In [10]:
import os
import numpy as np
import torch
import torch.nn as nn
import torch.optim as optim
from torchvision import transforms, datasets, models
from torch.utils.data import DataLoader
from tqdm import tqdm
from torch.optim.lr_scheduler import CyclicLR

In [11]:
# Enable CuDNN optimizations
torch.backends.cudnn.benchmark = True

In [12]:
# Paths
data_dir = "../FBMM/Unsplitted_Ready_Sets/set_01_class_balanced_augs_applied_splitted"
model_save_path = "./models/efficientnet_b0_emotion_model.pth"
checkpoint_path = "training_checkpoint.pth"

# Configuration
batch_size = 64
accumulation_steps = 4
num_epochs = 50
learning_rate = 1e-4
num_classes = 7  # Number of emotion categories
patience = 5  # Early stopping patience
device = torch.device("cuda" if torch.cuda.is_available() else "cpu")
print(f"Using device: {device}")

# Emotion categories
emotion_classes = ["Anger", "Disgust", "Fear", "Happy", "Neutral", "Sad", "Surprise"]

Using device: cuda


In [13]:
# Early Stopping Class
class EarlyStopping:
    def __init__(self, patience=3, delta=0.01):
        self.patience = patience
        self.delta = delta
        self.counter = 0
        self.best_loss = None
        self.early_stop = False

    def __call__(self, val_loss):
        if self.best_loss is None:
            self.best_loss = val_loss
        elif val_loss > self.best_loss - self.delta:
            self.counter += 1
            if self.counter >= self.patience:
                self.early_stop = True
        else:
            self.best_loss = val_loss
            self.counter = 0

In [14]:
# Data Prepare
def prepare_data_loaders(data_dir, batch_size):
    transform_train = transforms.Compose([
        transforms.Resize((224, 224)),
        transforms.ToTensor(),
        transforms.Normalize(mean=[0.485, 0.456, 0.406], std=[0.229, 0.224, 0.225])  # RGB normalization
    ])
    
    transform_val_test = transforms.Compose([
        transforms.Resize((224, 224)),
        transforms.ToTensor(),
        transforms.Normalize(mean=[0.485, 0.456, 0.406], std=[0.229, 0.224, 0.225])  # RGB normalization
    ])

    print("Loading datasets...")
    train_dataset = datasets.ImageFolder(os.path.join(data_dir, "train"), transform=transform_train)
    val_dataset = datasets.ImageFolder(os.path.join(data_dir, "val"), transform=transform_val_test)
    test_dataset = datasets.ImageFolder(os.path.join(data_dir, "test"), transform=transform_val_test)
    print("Datasets loaded successfully.")

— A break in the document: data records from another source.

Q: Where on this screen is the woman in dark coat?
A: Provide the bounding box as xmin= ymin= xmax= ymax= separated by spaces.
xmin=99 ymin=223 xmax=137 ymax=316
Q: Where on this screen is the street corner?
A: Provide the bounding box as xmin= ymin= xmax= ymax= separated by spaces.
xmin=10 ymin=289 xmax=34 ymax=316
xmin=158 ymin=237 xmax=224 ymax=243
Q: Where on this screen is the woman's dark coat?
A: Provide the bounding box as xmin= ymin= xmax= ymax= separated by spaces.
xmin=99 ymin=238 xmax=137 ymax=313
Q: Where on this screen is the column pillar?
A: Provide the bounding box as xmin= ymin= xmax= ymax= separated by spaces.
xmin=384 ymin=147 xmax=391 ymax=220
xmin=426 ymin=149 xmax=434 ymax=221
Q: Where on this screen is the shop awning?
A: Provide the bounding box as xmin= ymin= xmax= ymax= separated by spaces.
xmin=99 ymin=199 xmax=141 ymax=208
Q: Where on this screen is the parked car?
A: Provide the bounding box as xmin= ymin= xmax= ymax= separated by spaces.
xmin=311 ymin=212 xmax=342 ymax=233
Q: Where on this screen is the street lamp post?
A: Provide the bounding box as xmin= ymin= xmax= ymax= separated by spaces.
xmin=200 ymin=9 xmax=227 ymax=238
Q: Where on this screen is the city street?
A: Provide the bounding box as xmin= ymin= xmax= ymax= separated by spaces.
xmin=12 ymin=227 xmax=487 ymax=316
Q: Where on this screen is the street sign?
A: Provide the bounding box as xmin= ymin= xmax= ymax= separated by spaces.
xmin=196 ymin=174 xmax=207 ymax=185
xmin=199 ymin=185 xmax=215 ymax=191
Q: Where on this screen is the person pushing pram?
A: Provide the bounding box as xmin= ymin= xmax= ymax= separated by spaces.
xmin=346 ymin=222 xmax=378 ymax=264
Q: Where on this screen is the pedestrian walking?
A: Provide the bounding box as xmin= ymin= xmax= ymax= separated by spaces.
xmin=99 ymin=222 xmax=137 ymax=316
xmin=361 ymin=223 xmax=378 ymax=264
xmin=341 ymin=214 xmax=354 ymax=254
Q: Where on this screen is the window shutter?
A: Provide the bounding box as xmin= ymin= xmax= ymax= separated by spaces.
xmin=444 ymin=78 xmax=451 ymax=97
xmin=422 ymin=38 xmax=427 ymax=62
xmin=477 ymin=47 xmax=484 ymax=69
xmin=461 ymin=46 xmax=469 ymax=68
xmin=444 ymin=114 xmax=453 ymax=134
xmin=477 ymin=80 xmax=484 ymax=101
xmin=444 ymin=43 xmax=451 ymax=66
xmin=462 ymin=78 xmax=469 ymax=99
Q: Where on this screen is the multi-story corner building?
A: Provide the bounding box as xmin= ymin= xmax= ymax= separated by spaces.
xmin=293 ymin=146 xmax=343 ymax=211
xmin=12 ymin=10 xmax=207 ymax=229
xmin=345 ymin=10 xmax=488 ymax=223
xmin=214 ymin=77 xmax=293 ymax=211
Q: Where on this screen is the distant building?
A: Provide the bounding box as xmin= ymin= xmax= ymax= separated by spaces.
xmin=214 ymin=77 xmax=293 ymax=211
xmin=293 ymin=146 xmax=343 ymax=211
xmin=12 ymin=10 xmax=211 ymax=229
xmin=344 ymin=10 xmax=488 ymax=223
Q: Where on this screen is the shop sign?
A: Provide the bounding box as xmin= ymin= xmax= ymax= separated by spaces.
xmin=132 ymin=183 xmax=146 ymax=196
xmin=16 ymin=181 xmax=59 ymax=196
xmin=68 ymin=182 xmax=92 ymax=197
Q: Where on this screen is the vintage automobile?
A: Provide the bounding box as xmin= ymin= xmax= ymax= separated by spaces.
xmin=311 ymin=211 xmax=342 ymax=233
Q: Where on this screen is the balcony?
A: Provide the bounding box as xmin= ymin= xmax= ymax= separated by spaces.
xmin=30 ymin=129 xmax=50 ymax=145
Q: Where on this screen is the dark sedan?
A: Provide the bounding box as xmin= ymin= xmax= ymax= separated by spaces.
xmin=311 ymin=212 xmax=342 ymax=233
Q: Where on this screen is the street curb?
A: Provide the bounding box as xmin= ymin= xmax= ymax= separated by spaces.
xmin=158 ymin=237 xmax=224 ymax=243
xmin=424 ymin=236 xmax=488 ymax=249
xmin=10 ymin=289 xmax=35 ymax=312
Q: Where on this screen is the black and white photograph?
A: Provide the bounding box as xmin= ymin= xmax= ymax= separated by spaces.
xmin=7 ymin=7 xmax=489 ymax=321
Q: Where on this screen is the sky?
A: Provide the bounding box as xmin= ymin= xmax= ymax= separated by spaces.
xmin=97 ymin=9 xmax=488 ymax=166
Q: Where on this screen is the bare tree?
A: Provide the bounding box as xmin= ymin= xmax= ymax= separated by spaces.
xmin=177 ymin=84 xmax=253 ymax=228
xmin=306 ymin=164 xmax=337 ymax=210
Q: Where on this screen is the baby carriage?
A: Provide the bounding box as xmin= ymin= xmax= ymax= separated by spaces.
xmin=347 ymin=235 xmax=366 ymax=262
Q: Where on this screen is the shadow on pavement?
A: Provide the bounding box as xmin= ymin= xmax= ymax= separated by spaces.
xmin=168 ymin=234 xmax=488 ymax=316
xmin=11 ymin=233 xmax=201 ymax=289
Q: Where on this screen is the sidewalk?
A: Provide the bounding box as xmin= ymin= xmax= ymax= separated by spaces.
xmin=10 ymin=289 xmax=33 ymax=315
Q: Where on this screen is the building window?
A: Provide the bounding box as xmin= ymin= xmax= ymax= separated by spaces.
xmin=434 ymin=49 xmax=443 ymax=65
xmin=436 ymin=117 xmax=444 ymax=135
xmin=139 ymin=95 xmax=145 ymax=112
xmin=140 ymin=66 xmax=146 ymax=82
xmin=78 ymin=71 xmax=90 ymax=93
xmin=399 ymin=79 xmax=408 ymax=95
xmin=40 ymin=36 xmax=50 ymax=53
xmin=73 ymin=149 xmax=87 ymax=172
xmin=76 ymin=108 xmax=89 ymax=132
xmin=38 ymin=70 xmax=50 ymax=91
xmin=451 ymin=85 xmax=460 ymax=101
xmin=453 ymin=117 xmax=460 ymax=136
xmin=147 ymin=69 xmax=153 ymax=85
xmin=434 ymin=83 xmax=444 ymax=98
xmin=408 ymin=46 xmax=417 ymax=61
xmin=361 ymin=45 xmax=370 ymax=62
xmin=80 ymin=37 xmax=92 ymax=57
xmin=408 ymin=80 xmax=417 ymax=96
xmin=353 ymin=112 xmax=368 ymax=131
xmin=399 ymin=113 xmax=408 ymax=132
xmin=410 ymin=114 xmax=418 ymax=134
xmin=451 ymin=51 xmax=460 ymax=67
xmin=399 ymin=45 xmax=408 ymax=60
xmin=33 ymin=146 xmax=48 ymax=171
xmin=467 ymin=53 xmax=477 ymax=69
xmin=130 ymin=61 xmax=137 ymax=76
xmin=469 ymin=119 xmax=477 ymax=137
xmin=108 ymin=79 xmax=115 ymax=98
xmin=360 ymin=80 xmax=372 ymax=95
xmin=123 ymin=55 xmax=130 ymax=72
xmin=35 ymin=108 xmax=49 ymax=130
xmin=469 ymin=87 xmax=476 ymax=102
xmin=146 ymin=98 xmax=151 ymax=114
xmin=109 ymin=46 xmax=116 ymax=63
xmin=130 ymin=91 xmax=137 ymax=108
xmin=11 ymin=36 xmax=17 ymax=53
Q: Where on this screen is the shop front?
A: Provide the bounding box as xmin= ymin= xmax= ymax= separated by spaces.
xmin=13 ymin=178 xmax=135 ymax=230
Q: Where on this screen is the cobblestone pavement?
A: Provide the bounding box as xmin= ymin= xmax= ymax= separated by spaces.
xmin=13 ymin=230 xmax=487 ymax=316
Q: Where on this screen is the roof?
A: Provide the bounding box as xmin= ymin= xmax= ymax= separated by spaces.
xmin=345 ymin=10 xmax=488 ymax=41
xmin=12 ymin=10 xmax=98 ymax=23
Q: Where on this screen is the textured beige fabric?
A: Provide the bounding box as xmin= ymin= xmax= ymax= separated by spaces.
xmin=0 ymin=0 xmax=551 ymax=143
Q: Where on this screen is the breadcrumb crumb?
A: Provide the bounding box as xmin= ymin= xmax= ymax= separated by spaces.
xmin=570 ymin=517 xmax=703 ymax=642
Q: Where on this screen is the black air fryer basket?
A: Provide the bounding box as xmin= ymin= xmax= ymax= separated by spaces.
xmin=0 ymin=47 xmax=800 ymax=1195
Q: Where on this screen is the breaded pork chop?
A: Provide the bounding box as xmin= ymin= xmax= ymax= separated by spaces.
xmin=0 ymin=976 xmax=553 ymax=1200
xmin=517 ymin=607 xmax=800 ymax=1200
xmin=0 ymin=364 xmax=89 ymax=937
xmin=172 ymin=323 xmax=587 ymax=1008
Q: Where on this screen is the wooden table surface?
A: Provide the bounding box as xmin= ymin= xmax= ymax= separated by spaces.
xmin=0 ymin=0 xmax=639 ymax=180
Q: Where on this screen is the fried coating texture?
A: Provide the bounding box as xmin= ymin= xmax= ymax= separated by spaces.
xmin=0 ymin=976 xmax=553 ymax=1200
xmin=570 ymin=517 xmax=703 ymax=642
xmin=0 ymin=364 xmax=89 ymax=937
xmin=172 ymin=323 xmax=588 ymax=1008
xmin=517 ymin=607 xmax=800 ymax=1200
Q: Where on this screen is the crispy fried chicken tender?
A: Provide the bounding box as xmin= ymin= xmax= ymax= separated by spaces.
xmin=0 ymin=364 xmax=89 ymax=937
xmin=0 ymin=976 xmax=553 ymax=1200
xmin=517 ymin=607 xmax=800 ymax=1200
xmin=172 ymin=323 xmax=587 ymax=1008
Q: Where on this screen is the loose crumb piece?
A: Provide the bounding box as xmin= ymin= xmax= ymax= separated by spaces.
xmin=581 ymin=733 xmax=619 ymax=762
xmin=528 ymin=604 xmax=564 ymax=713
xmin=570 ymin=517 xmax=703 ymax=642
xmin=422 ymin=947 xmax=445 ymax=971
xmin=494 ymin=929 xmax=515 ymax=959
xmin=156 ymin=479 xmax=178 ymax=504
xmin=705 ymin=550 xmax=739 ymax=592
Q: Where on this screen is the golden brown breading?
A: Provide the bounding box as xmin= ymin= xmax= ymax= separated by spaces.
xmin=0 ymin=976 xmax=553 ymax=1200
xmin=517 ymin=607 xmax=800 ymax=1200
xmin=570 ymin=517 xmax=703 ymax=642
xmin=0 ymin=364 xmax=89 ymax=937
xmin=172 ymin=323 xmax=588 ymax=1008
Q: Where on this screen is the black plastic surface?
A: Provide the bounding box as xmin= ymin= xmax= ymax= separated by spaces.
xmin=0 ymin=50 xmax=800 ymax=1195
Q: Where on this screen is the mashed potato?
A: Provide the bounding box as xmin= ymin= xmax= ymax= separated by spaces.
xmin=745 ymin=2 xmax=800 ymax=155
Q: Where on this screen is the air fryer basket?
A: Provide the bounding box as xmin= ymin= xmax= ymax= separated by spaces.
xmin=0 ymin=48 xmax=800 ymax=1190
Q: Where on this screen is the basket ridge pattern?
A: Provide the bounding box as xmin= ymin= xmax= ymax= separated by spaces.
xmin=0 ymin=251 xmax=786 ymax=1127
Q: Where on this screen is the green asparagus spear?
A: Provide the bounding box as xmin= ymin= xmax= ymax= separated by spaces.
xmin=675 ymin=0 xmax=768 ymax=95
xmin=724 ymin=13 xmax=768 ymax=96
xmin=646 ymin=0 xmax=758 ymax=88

    train_loader = DataLoader(train_dataset, batch_size=batch_size, shuffle=True, num_workers=8, pin_memory=True, prefetch_factor=2)
    val_loader = DataLoader(val_dataset, batch_size=batch_size, shuffle=False, num_workers=8, pin_memory=True, prefetch_factor=2)
    test_loader = DataLoader(test_dataset, batch_size=batch_size, shuffle=False, num_workers=8, pin_memory=True, prefetch_factor=2)

    return train_loader, val_loader, test_loader

In [15]:
# Load EfficientNet-B0 with ImageNet weights
model = models.efficientnet_b0(weights=models.EfficientNet_B0_Weights.IMAGENET1K_V1)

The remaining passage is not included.